Fakat gelişmeler birçok bakımdan henüz çok yenidir. Olayların ve dolayısıyla emperyalist güçler arası ilişki ve dengelerin henüz ne yönde seyredeceği belli değildir. Bu bölgede yerleşmek ve bölge güçleri arasındaki ilişkileri kendi çıkar ve hedefleri doğrultusunda yönlendirmek ve biçimlendirmek ABD için sanıldığı kadar kolay değildir. Olaylar, dolayısıyla ilişkiler her an yön değiştirebilir, ortaya yeni ve daha karmaşık durumlar çıkabilir. ABD emperyalizmi payına başarılı sayılabilecek adımlar henüz yalnızca olayların ilk ve bir bakıma en kolay evresi sınırları içinde bir anlam taşımaktadır. Yine de bu sınırlar içerisinde ABD’nin 11 Eylül sonrasında Avrasya’ya yönelik önemli bir çıkış yapmış bulunduğu da bir gerçektir.

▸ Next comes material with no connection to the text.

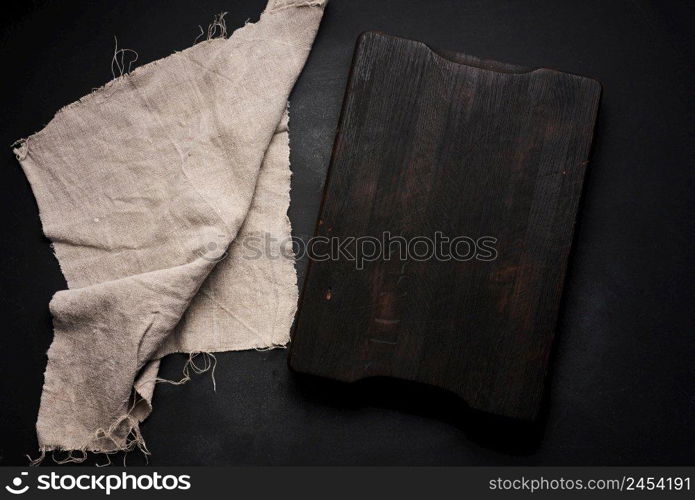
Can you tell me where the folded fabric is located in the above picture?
[15,0,325,458]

Devre dışı kalan ve arkadan sürüklenen Avrupa
ABD emperyalizminin Afganistan savaşı üzerinden yaptığı Avrasya hamlesinin Avrupalı emperyalistlerle ilişkiler cephesinde de önemli sonuçları oldu. 11 Eylül saldırılarının(363)ardından yaratılan gerici atmosferden kendi çıkar ve hesapları doğrultusunda en iyi biçimde yararlanmaya çalışan Avrupalı emperyalistler, ABD’nin uzun süreli savaş ilanına da koro halinde destek verdiler. Anında toplanan NATO Konseyi, oybirliği ile 5. maddeyi uygulama, yani ABD için savaşa girme kararı aldı. ABD emperyalizmi Avrupalı müttefiklerinin kendisine sağladığı bu siyasal desteği en iyi biçimde kullandı. Fakat bunu Afganistan’a açtığı savaşta, bu savaşa ilişkin karar ve uygulamalarda onları devre dışı bırakarak yaptı. Yugoslavya savaşında olduğu gibi kararlar Brüksel’den değil, fakat tümüyle Washington’dan, ABD’nin kendi iradesi ve isteği doğrultusunda alındı. Savaş Avrupa’daki NATO karargahından değil Pentagon’dan yönetildi. ABD siyasal desteğinden en iyi biçimde yararlandığı müttefiklerinin askeri katkılarına hiç de ihtiyaç duymadığını kabaca hissettirdi ve adeta kendi savaş makinasının hedefe ulaşmakta kendi başına yeterli olduğunu Afganistan savaşı üzerinden gösterme yoluna gitti.